Das im Sahel und vor allem in Mali operierende Bündnis „Gruppe für die Unterstützung des Islams und der Muslime“ (Dschamaat Nusrat al-Islam wal-Muslimin) hat sich zu den Anschlägen bekannt. Wie von einigen Beobachtern bereits vermutet, kann die Attacke als Antwort auf eine vor kurzem durchgeführte französische Militäroperation in Mali gelten. Zudem zeigt das Terrorbündnis genau ein Jahr nach seiner Gründung eindrucksvoll seine Schlagkraft. Zum Zeitpunkt des Anschlags fand im Sitz des Generalstabs gerade ein Treffen im Rahmen der sog. G5 Gruppe statt, eine 2014 ins Leben gerufene sicherheits- und entwicklungspolitische Allianz der Sahelstaaten Mauretanien, Mali, Burkina Faso, Niger und Tschad. Die G5 werden von Frankreich und Deutschland unterstützt. Manche Beobachter vermuten, dass genau deshalb der Sitz des Generalstabs eines der Ziele der Attacke war. Dies würde bedeuten, dass die Terroristen überaus gut informiert waren.

Der Terroranschlag trifft Burkina Faso in einer kritischen Phase. Zu Beginn der Woche hat der mit Spannung erwartete Prozess gegen die Verantwortlichen für den gescheiterten Putschversuch vom September 2015 begonnen. In den ersten Stunden nach Beginn der Attacken vermuteten dementsprechend die meisten Burkiner einen erneuten Putschversuch von Teilen des Militärs bzw. Anhängern der Putschisten von 2015. Die schwarze Rauchsäule über dem Gebäude des Generalstabs und die anhaltenden Feuergefechte heizten die Gerüchteküche in den Seitenstraßen und den Cafés weiter an. Die Lage war mehrere Stunden unübersichtlich. Erst langsam wurde deutlich, dass es sich um einen Terroranschlag handelte. Die weiterhin kursierenden Gerüchte über einen Zusammenhang mit den Gerichtsprozessen zeigen jedoch, dass nicht allein der islamistische Terror das Problem der Region ist.

Auch im krisengeschüttelten Mali kam es in den vergangenen Tagen erneut zu schweren Anschlägen im Norden und im Zentrum des Landes. Die Attacken richteten sich gegen Blauhelme der VN-Mission MINUSMA sowie die malischen Streitkräfte. Auch bei diesen Anschlägen waren Tote zu beklagen.

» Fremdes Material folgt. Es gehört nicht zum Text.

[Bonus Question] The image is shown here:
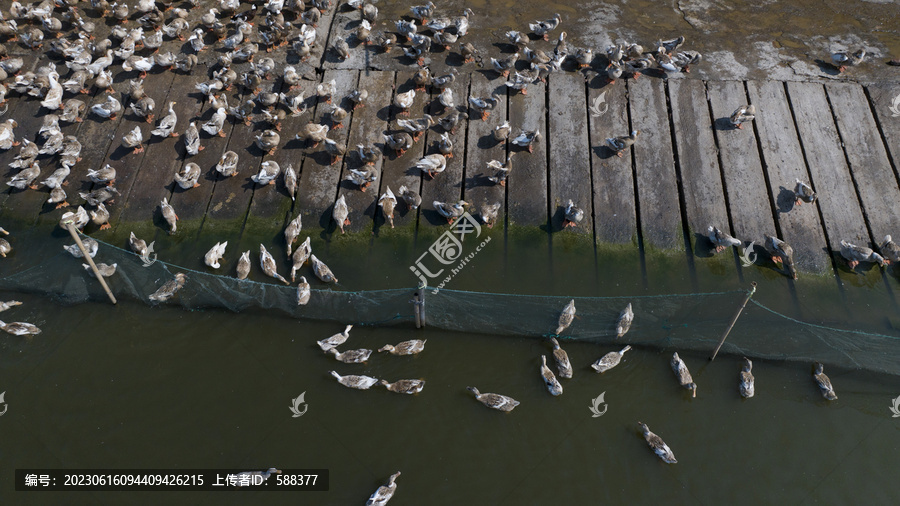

Leider sind derartige Ereignisse in Mali nahezu jede Woche zu verzeichnen: Anschläge gegen malische und ausländische Soldaten sind keine Seltenheit. Auch Zivilisten geraten immer mehr ins Fadenkreuz. So starben beispielsweise am 25. Januar über 20 Menschen in einem Bus bei der Explosion einer Mine im Grenzgebiet von Mali und Burkina Faso. Hinzu kommen sich verschärfende ethnische Konflikte.

Die jüngsten Ereignisse bestätigen die schlimmsten Befürchtungen zahlreicher Beobachter der Sahelregion: Nicht allein in Mali verschärft sich die Sicherheitslage, sondern auch in den Nachbarstaaten. Die Grenzgebiete von Mali, Niger und Burkina Faso gelten schon seit langem als Operationsraum dschihadistischer Gruppierungen und anderer, oftmals krimineller, bewaffneter Banden. Dabei ist häufig unklar, wer genau die Angreifer und was die dahinter liegenden Motive sind. Eindeutige Zuordnungen sind bei der Vielzahl bewaffneter Gruppen nur schwer möglich. Bedenklich ist zudem, dass immer mehr Provinzen im Zentrum Malis ins Chaos abgleiten, und dies trotz massiver Investitionen der internationalen Gemeinschaft in die malischen Sicherheitskräfte sowie einer starken internationalen Militärpräsenz im Rahmen der VN-Mission MINUSMA und der französischen, im ganzen Sahel operierenden Anti-Terror Operation „Barkhane“. Die gemeinsame Streitkraft der G5 Allianz der Sahelstaaten soll künftig in den Grenzregionen operieren, ist aber noch im Aufbau.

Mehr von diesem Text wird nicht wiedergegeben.